Last week’s deep dive in Treasury yields continued to reverse course yesterday, offering a reprieve to the aggressive risk-off posture that’s been roiling markets lately. Today’s twin updates on US industrial production and housing construction for January will help determine if the crowd’s latest round of optimism is warranted. But for the moment, it’s clear that the bond market is having second thoughts about the wisdom of pricing in high odds of new recession. Until further notice, the feeling is mutual over in equity-land as of yesterday’s sharply higher close.

The benchmark 10-year yield bounced again on Monday (Feb. 16), rising to 1.78%–the highest since Feb. 5, based on daily data via Treasury.gov. Meanwhile, the 2-year yield—considered the most sensitive spot on the yield curve for rate expectations—increased above the 0.40% mark on Monday for the first time in three trading sessions. Yields remain subdued relative to recent history, but for the moment the free fall has ended. It’s anyone’s guess if the bearish momentum has burned itself out, although the last several days offer a bit of cautious optimism for thinking that the deep dive in yields has run its course.

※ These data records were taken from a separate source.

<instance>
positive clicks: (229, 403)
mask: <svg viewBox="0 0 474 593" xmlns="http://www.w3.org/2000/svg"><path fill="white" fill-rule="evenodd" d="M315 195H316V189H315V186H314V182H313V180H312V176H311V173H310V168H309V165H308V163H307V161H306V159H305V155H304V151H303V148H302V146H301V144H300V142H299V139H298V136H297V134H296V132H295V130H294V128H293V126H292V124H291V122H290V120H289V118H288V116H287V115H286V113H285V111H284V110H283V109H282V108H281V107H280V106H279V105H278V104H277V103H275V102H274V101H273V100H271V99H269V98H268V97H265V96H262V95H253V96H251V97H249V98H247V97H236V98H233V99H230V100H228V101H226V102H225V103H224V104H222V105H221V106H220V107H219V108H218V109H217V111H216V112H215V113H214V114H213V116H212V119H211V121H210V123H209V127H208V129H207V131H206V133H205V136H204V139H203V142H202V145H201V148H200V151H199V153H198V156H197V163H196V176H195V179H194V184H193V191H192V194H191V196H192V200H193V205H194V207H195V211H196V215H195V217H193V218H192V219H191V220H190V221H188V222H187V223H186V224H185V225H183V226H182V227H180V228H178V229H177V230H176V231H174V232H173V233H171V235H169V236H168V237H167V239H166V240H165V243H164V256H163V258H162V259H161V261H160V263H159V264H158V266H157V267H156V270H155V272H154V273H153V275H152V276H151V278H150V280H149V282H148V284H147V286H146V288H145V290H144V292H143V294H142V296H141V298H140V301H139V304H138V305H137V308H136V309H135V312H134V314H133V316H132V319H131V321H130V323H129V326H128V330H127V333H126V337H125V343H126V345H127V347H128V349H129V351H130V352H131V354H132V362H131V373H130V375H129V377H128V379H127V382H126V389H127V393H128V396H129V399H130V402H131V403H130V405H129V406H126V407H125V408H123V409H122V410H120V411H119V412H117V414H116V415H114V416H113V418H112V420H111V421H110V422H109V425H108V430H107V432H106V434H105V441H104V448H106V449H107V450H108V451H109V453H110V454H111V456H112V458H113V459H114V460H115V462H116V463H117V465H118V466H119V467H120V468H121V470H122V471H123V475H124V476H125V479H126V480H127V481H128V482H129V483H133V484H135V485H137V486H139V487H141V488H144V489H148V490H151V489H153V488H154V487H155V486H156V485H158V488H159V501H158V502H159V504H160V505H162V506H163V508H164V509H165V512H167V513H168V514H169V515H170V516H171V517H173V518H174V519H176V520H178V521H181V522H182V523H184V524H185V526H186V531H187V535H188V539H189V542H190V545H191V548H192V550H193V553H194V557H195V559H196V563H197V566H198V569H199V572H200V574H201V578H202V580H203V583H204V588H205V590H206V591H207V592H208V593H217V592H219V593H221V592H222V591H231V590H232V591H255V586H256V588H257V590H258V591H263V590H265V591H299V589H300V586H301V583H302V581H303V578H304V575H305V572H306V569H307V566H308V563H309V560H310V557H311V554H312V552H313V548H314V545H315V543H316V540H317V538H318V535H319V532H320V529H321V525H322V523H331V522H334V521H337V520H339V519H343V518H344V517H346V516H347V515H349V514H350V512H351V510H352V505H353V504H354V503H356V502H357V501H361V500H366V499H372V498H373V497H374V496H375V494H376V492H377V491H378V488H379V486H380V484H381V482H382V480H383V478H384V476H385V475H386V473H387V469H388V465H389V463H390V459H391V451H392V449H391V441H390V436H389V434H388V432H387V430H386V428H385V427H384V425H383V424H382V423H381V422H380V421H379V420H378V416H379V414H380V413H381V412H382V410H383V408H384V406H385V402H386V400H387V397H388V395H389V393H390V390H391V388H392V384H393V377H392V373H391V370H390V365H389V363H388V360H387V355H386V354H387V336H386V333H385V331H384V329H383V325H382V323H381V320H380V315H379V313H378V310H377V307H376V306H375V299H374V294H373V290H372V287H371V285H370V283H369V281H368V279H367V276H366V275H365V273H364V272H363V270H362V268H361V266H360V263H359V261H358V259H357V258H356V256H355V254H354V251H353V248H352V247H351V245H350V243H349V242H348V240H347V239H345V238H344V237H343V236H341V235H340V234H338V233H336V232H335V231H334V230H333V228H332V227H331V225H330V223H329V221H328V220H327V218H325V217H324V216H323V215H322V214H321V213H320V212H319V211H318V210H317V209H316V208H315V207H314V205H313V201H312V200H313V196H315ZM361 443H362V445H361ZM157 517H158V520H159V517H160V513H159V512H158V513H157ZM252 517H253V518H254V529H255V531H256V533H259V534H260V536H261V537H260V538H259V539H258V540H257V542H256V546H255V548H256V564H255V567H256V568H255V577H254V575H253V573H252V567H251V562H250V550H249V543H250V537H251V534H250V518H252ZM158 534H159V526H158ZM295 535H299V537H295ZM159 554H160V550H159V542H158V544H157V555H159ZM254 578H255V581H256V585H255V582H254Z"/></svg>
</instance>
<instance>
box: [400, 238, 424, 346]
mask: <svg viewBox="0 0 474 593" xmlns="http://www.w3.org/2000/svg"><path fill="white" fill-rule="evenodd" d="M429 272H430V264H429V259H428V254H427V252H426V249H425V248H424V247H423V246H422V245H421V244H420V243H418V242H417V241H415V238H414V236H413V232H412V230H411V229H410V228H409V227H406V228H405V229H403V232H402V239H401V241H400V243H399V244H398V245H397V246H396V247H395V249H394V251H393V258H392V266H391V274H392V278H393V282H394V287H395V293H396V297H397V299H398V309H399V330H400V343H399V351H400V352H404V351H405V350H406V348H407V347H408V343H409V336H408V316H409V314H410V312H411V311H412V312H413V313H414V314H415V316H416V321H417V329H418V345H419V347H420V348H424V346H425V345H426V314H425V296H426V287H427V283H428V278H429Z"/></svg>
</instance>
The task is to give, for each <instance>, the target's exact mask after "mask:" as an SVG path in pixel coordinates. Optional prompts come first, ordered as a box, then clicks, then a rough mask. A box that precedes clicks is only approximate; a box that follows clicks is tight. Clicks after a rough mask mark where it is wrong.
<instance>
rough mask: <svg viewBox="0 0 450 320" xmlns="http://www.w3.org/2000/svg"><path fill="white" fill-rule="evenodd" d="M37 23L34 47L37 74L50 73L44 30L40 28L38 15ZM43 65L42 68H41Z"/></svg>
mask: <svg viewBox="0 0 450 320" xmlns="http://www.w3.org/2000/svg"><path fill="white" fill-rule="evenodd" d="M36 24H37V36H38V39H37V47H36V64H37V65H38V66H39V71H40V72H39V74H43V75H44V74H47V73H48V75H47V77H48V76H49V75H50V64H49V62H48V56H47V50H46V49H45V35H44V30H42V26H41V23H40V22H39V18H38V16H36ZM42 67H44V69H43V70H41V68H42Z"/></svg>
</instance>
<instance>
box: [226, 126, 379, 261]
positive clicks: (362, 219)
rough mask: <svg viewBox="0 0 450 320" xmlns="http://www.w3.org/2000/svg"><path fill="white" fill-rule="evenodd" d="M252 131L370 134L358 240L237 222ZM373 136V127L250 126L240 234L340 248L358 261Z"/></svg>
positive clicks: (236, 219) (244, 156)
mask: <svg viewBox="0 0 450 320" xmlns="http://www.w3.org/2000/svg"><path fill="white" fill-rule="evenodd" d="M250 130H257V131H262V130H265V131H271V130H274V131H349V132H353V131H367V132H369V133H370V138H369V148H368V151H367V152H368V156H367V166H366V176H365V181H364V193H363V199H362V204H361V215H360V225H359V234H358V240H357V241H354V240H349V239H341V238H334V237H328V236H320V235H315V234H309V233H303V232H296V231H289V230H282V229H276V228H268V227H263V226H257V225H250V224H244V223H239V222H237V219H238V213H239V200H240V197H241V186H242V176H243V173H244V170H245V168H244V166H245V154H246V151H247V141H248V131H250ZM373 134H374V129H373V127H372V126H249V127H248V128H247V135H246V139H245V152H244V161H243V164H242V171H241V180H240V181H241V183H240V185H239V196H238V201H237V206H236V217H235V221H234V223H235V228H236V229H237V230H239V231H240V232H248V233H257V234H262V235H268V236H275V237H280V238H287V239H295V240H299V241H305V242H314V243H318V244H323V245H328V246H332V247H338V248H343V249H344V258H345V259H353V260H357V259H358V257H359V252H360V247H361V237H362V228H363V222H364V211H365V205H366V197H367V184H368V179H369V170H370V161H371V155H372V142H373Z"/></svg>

The market’s inflation expectations have also rebounded a bit after tumbling to seven-year lows earlier this month. The implied inflation forecast via the yield spread on the nominal 10-year Treasury less its inflation-indexed counterpart held steady at 1.25% for the second trading day in a row through yesterday. That still represents a sharp reduction in expectations vs. the roughly 1.60% yield spread from last November—or the 2.20%-plus readings in 2014! But if the Treasury market has been projecting heightened deflation risk lately, the crowd has decided to cool its jets for the moment and wait for new economic data before deciding on what happens next.

On that note, economists are looking for a round of upbeat numbers in today’s reports on housing starts and industrial production, based on Econoday.com’s consensus forecasts. New residential construction is projected to rise to 1.175 million units (seasonally adjusted annual rate) in the January update–near the post-recession high of 1.211 million that was touched last June. A more dramatic increase is expected for industrial activity: analysts are looking for the first monthly rebound in output since last August. But even if the forecast holds, the year-over-year trend for industrial activity will remain negative for the third month in a row.